Obtain CBC, electrolyte levels including magnesium and phosphorus, and hepatic function tests and blood cultures if clinically appropriate. Obtain urinalysis, urine osmolality, and urine culture.
ECG is often the fastest screening test for hyperkalemia, but sensitivity for a level over 6.5 mmol/L ranges from 14% to 60%.9,10 Although ECGs were read as “abnormal” in 83% of patients in one study, peaked T waves were only seen in 34%, which led to delayed therapy for most patients for whom peaked T waves were not evident11 (see chapter 17, “Fluids and Electrolytes”). Chest radiography helps evaluate for increased volume, effusions, and pneumonia, all of which can result from or precipitate renal failure.
Obtain bedside US to assess urinary bladder volume. A large postvoid bladder residual volume (>125 mL) suggests bladder outlet obstruction for which you would place a urethral catheter. See chapter 92, “Acute Urinary Retention” for further discussion. Anuria is 100 mL urine per day and can be present with prerenal, postrenal, or intrinsic kidney disease. Alternating oliguria and polyuria is virtually pathognomonic of obstruction.

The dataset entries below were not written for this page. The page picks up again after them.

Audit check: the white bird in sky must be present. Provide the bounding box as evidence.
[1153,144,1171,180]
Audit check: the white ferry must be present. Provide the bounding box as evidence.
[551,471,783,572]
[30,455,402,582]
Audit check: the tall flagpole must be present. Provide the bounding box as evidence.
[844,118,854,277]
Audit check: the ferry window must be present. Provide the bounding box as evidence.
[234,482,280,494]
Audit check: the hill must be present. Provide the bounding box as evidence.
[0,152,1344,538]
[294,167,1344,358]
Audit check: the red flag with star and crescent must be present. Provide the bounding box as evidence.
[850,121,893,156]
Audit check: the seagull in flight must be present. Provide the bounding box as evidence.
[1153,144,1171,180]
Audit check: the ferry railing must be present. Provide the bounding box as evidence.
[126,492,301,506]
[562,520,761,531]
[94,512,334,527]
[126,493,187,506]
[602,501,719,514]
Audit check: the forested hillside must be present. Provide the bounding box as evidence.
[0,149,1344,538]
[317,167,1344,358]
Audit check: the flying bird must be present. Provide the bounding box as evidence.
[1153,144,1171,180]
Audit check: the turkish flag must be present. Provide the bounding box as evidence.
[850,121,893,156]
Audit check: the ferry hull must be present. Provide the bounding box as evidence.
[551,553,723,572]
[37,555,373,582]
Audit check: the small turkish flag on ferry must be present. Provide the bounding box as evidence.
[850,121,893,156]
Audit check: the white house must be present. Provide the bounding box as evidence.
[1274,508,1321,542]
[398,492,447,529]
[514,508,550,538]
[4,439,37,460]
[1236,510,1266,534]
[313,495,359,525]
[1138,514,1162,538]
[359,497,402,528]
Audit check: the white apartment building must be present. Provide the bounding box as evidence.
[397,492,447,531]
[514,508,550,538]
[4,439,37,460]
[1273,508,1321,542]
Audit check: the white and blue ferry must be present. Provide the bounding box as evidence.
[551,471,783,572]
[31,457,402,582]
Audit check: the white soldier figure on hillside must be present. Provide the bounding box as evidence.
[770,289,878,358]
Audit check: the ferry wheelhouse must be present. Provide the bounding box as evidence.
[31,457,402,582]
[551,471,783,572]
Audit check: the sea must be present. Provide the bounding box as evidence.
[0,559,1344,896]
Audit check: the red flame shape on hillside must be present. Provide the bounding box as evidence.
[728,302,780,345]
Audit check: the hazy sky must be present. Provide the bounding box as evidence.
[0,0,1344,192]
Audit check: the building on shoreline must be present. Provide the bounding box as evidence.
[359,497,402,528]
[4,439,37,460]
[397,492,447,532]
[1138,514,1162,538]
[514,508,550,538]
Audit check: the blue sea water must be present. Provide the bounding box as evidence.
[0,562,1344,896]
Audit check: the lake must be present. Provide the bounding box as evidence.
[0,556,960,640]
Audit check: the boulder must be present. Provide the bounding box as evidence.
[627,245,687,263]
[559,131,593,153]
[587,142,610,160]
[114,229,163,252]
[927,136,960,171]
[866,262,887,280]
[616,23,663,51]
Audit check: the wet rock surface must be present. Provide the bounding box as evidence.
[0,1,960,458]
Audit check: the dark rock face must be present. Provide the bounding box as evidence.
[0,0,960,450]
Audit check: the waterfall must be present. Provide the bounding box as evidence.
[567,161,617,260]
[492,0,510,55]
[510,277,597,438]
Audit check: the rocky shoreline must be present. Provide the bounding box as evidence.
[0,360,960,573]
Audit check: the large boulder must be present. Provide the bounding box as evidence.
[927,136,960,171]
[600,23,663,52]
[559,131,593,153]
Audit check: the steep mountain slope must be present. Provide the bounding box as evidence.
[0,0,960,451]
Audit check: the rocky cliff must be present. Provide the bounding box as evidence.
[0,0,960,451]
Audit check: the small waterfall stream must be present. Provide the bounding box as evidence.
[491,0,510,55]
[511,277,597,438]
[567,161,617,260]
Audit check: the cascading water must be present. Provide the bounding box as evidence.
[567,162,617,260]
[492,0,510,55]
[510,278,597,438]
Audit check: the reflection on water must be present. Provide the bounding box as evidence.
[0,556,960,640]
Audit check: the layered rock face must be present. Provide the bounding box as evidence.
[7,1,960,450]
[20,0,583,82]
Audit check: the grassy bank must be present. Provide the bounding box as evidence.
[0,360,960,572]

Creatinine (Cr) is the mainstay for measuring renal function; it is a breakdown product of the skeletal muscle protein creatine, and its level is thus linked to muscle mass. In patients with no renal function (GFR = 0), serum Cr level increases 1 to 3 milligrams/dL a day. Lesser increases in Cr indicate residual renal function, whereas faster increases suggest rhabdomyolysis. Elevation of serum Cr may take 48 hours to accumulate after onset of decreased function, and a patient with a very low baseline Cr level can lose more than half of the functioning nephrons before serum Cr elevates to an abnormal level.
Cr clearance is used to estimate GFR, and although it is not perfect, it is a useful measure in the ED. Patients with lower muscle mass (e.g., older patients and women) have lower actual GFRs for any given Cr level. Glomerulonephritis increases tubular secretion of Cr, but trimethoprim, cimetidine, and salicylates decrease tubular secretion of Cr, thus altering the Cr level independently of the GFR.
GFR calculations are provided online, for hand-held devices, and in electronic medical record systems, and there are several formulas for GFR calculation. Normal kidney function is a GFR >90 mL/min/1.73 m2, where 1.73 m2 is used as the average body surface area. Stages of kidney disease are characterized by GFR: stage 1, GFR 90 mL/min/1.73 m2; stage 2, GFR 60 to 89 mL/min/1.73 m2; stage 3, GFR 30 to 59 mL/min/1.73 m2; stage 4, GFR 15 to 29 mL/min/1.73 m2; and stage 5, GFR <15 mL/min/1.73 m2 (dialysis or transplant needed).